Aliás, o que incentiva e anima os ruralistas é o clima ideológico na base do pensamento do grupo político que hegemoniza os últimos governos federais e pensa o “desenvolvimento” do país.

Plano em marcha

Pondo em marcha o plano amadurecido, a Senadora Ana Amélia Lemos, do PP, ex-funcionária da RBS, realizou e presidiu audiência publica convocada pelas Comissões de Agricultura e Reforma Agrária (CRA) do Senado e da Assembléia Legislativa do RS, no ultimo dia 21 de outubro.

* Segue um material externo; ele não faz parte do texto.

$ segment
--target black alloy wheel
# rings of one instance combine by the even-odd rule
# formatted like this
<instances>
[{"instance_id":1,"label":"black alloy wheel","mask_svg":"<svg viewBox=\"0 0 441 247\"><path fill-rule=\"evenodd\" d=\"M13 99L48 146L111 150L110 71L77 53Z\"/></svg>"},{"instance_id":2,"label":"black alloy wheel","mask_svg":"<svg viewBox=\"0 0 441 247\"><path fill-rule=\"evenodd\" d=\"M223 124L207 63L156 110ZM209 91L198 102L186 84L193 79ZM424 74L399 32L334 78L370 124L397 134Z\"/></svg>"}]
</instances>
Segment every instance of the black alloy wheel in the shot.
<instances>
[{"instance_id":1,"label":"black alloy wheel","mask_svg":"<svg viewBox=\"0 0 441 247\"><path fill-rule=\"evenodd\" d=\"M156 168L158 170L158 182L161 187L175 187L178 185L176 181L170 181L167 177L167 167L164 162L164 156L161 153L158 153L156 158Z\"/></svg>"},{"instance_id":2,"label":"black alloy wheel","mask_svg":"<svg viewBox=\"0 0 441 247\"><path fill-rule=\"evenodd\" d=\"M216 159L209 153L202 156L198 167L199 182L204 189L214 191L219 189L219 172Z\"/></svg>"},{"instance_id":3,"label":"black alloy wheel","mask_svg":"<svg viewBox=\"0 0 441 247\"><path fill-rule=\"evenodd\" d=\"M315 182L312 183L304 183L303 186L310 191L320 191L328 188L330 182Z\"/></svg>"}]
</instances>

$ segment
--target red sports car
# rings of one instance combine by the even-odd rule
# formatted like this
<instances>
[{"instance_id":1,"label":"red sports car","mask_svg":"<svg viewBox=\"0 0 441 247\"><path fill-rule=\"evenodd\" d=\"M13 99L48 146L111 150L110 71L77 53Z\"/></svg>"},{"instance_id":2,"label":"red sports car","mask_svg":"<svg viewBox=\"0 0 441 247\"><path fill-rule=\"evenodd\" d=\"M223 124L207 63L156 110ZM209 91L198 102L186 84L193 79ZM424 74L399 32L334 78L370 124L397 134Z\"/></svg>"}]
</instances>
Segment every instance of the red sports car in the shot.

A pauta era discutir “O impacto na agricultura a regularização fundiária das terras de quilombolas e a demarcação de terras indígenas”. Neste momento, a operação pretende conquistar corações e mentes do povo, especialmente o do meio rural. Por isso estão organizam ampla divulgação de suas ações. Para alcançar o povo rural, a audiência foi transmitida pelo Canal Rural, da RBS, e TV Senado, para todo o país. E foi formatada para ser um show que mostrasse como os pequenos produtores rurais estão ameaçados, vejam vocês, de se transformarem em “novos Sem Terra” se forem retirados dos territórios indígenas e quilombolas.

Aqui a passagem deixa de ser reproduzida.